On June 29, Lieutenant General Saddam Haftar—deputy commander of the eastern-based Libyan National Army and the designated heir of Field Marshal Khalifa Haftar—was received in Washington by Secretary of State Marco Rubio. During that same timeframe, another Libyan was also brought to the US capital: Abdul Salam al-Zoubi, deputy defense minister of the internationally recognized Government of National Unity (GNU) in Tripoli and one of the pillars of Tripoli’s ontologically volatile security system. Zoubi met Senior Advisor to the US President Massad Boulos, Deputy Commander of US Africa Command Lieutenant General John W. Brennan, members of the National Security Council, and Deputy Secretary of State Christopher Landau—one rung below the secretary himself.
In diplomacy, form is substance, and the choreography matters. The formal representative of Libya’s recognized government was handled a tier down, while the heir of an armed faction that calls itself a national army—but still functions as a militia—was elevated to the secretary of state. In Washington’s protocol of honors, legitimacy and force have quietly traded places.
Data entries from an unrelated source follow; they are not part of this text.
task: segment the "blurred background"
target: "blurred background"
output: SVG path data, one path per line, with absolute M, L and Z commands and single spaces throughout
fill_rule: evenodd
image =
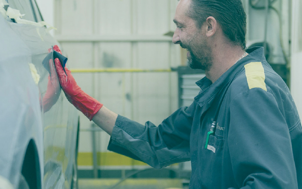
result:
M 187 68 L 186 51 L 172 42 L 177 0 L 36 1 L 78 84 L 113 111 L 158 125 L 198 94 L 203 71 Z M 247 47 L 264 47 L 302 113 L 302 2 L 242 1 Z M 108 151 L 109 136 L 80 115 L 79 188 L 187 187 L 189 162 L 157 170 Z

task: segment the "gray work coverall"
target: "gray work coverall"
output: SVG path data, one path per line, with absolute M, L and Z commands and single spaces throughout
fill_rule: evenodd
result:
M 156 168 L 190 160 L 190 189 L 302 189 L 297 108 L 263 48 L 247 52 L 158 127 L 119 115 L 108 149 Z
What Rubio’s handshake blesses is a plan described as a form of “familistic consociationalism”: a peculiar form of power-sharing arrangement built not on inclusive and impersonal institutions but rather centered on formalizing existing and dominant family networks. This type of settlement does not so much unify Libya as freeze its current balance of power by formalizing the families and patronage networks that already dominate it. Under the framework promoted by Boulos, GNU Prime Minister Abdulhamid Dbeibah—or his nephew Ibrahim—would keep the premiership, while Saddam Haftar would head a new presidential council, with national elections deferred to a later, unspecified phase. For months, this was Boulos’s initiative. Now the US secretary of state has put his own weight behind it.